POR QUE NÃO FIZERAM?
Os economistas decidiram que o “contrato social” implícito na Constituição de 1988 é a causa causans
dos nossos problemas. Há razões para relativizar tal proposição. É
inegável que a Constituição contém exageros. São, principalmente,
resultados do momento em que foi redigida: depois do maior estelionato
eleitoral já promovido no universo, o Plano Cruzado, que deixa no
chinelo o de Dilma 2!
Nada na Constituição é sagrado, além das
cláusulas pétreas, sob o controle do Supremo Tribunal Federal. Ela só
não é pior, é preciso lembrar, porque o festival de uma esquerda “infantilizada”,
firmemente convicta de que a “vontade política” preteria a aritmética,
acabou gerando, espontaneamente, a organização de um “centrão” que lhe
devolveu algum realismo e racionalidade. Mas por que, nos últimos 27
anos, não foi aperfeiçoada?
A razão para relativizar os
inconvenientes da Constituição é o seu objetivo maior, a construção de
uma sociedade “civilizada”, definida como aquela que:
1. Permita a plena liberdade de
iniciativa dos seus membros e lhes garanta a apropriação dos seus
benefícios obtidos por meios lícitos.
2. Busque permanentemente uma crescente igualdade de oportunidades. A posição de cada cidadão deve depender, cada vez menos, do acidente do seu nascimento, o que implica educação e saúde universais
e pagas por todos (para a sociedade, não há nada “grátis”) e exige
alguma mitigação da transferência intergeracional da riqueza acumulada.
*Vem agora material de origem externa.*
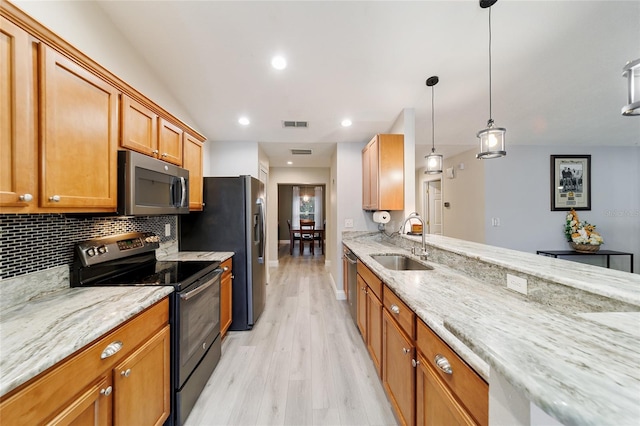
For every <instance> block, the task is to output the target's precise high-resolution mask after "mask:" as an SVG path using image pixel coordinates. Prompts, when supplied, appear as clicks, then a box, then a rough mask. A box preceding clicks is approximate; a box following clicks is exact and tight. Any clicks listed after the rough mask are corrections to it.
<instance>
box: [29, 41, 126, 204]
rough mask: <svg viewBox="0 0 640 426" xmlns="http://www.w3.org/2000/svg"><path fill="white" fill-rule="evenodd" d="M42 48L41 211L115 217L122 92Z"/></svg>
mask: <svg viewBox="0 0 640 426" xmlns="http://www.w3.org/2000/svg"><path fill="white" fill-rule="evenodd" d="M40 47H41V55H42V56H41V61H40V62H41V69H40V70H41V78H40V83H41V88H40V93H41V99H40V109H41V117H42V122H41V123H40V127H41V138H42V139H41V142H40V158H39V160H40V181H39V183H40V185H39V188H40V194H39V198H40V207H43V208H55V209H63V210H64V211H74V210H76V209H77V210H81V211H85V212H86V211H104V212H115V211H116V208H117V199H116V193H117V149H118V95H119V92H118V90H117V89H115V88H114V87H113V86H112V85H110V84H108V83H106V82H105V81H104V80H102V79H100V78H99V77H97V76H96V75H94V74H92V73H91V72H89V71H87V70H86V69H84V68H83V67H81V66H79V65H78V64H76V63H75V62H73V61H71V60H70V59H68V58H67V57H66V56H65V55H63V54H61V53H59V52H58V51H56V50H54V49H52V48H50V47H49V46H46V45H44V44H41V45H40Z"/></svg>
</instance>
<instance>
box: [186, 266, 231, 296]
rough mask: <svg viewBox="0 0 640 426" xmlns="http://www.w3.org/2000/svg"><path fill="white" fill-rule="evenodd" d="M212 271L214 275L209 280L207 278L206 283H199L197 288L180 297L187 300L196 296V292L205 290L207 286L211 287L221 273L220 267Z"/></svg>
mask: <svg viewBox="0 0 640 426" xmlns="http://www.w3.org/2000/svg"><path fill="white" fill-rule="evenodd" d="M213 273H215V274H216V275H215V277H214V278H211V279H210V280H208V282H207V283H206V284H203V285H201V286H200V287H198V288H195V289H193V290H191V291H188V292H186V293H184V294H181V295H180V299H182V300H189V299H191V298H192V297H195V296H197V295H198V294H200V293H202V292H203V291H205V290H206V289H208V288H209V287H211V286H212V285H213V284H214V283H215V282H216V281H218V278H219V277H220V275H222V269H220V268H218V269H216V270H214V271H213Z"/></svg>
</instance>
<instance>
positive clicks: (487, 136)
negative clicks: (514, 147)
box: [476, 120, 507, 159]
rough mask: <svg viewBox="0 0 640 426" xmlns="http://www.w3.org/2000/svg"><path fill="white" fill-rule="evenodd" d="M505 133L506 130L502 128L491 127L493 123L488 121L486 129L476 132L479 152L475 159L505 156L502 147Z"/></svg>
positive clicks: (492, 124) (483, 158)
mask: <svg viewBox="0 0 640 426" xmlns="http://www.w3.org/2000/svg"><path fill="white" fill-rule="evenodd" d="M506 132H507V129H505V128H503V127H493V121H492V120H489V122H488V123H487V128H486V129H484V130H480V131H479V132H478V135H477V136H478V139H480V152H479V153H478V154H476V158H482V159H488V158H498V157H504V156H505V155H507V151H506V150H505V147H504V135H505V133H506Z"/></svg>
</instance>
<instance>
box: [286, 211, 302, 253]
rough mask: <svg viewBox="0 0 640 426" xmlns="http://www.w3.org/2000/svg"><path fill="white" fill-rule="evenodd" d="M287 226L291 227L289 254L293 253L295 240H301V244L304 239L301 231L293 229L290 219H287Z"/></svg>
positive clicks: (289, 241)
mask: <svg viewBox="0 0 640 426" xmlns="http://www.w3.org/2000/svg"><path fill="white" fill-rule="evenodd" d="M287 226H288V227H289V254H290V255H293V246H294V245H295V242H296V241H300V243H299V244H302V241H301V239H300V233H299V232H293V231H292V230H291V221H290V220H289V219H287Z"/></svg>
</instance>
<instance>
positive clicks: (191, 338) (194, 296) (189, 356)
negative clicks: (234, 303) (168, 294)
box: [176, 269, 222, 389]
mask: <svg viewBox="0 0 640 426" xmlns="http://www.w3.org/2000/svg"><path fill="white" fill-rule="evenodd" d="M221 275H222V269H216V270H214V271H213V272H211V273H210V274H208V275H206V276H204V277H202V278H201V279H200V280H198V281H196V282H195V283H194V284H193V285H191V286H189V287H188V288H186V289H185V290H183V291H181V292H179V293H178V294H177V297H176V303H177V305H178V306H177V308H178V309H177V323H178V324H177V326H178V329H179V333H178V347H177V350H176V355H177V357H178V377H177V379H178V383H177V385H178V386H177V387H178V389H180V388H182V386H183V385H184V383H185V382H186V381H187V379H188V378H189V376H190V374H191V372H192V371H193V370H194V369H195V368H196V366H197V365H198V363H199V362H200V360H201V359H202V358H203V357H204V355H205V354H206V353H207V350H208V349H209V348H210V347H211V345H212V343H213V342H214V341H215V339H217V338H218V336H219V335H220V277H221Z"/></svg>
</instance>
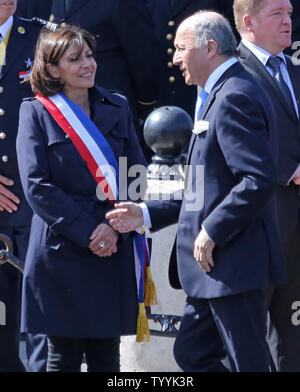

3. Estabeleça uma solidariedade social
inclusiva que ampare o menos favorecido e o estimule a conquistar, com
seu próprio esforço, a plena cidadania.
4. Se organize economicamente de forma
eficiente, mas compatível com a relativa liberdade e a relativa
igualdade desejadas. Isso sugere uma organização por meio de mercados
sujeitos a um Estado forte, limitado constitucionalmente, capaz de
regular e controlar seus poderes econômico e político. Desregulados,
eles oferecem riscos à qualidade dos resultados do “sufrágio universal”,
que é o garante da democracia e o mecanismo empoderador da cidadania. A
organização pelos mercados é um instrumento, não um objetivo!
Pois bem. Nada na Constituição impede a construção de tal sociedade. Se estamos (e estamos!) numa situação econômica desastrosa e politicamente difícil,
não é apenas por culpa da Constituição. Têm ônus, ainda maior, os
poderes incumbentes eleitos desde 1990 pelo sufrágio universal (e já são
cinco!), que nunca tentaram, com firmeza e convicção, corrigir os seus
excessos.
Nem FHC, depois do merecido prestígio que lhe deu o Plano
Real, nem Lula, nos píncaros da glória em 2008-2010, quando comemorou o
“grau de investimento”, nem Dilma, com sua esplêndida aprovação de 2011,
ousaram gastar seu patrimônio político para enfrentá-los. Preferiram
acomodar-se, mas agora ditam regras para a “salvação nacional”...
Nada na Constituição os impedia. Nada nela impede, aliás,
uma administração que estimule a segurança jurídica, o investimento e a
exportação, vetores que produzem o crescimento econômico que sustenta o
desenvolvimento social.
Os erros mais recentes de diagnóstico e a má escolha dos
instrumentos de política econômica produzidos pelo voluntarismo do
governo reduziram o crescimento médio anual do PIB de 4,0% entre
2003-2010 (ajudado pelo setor externo), para 2,1% em 2011-2014. No
fundo, bem no fundo, não foi o “contrato social” que reduziu o ritmo de
crescimento. Foi a covardia política continuada, que parece tê-lo
tornado inviável.
É preciso enfrentar os problemas da
Constituição, porque como está, com um crescimento médio do PIB abaixo
de 4%, ela é mesmo uma bomba fiscal. A decisão de ajustar o Orçamento
(que até então era impossível!) só depois de ter perdido o grau de
investimento reforçou a perigosa incapacidade do governo de comparar
custos e benefícios.
Dilma precisa deixar de dubiedade. Sua última entrevista ao Valor deveria ter sido feita em dezembro de 2014! Deve confirmar, urgente e honestamente, sem recuos, suas novas “preferências” e, com elas, tentar cooptar o Congresso para aprovar as mudanças necessárias.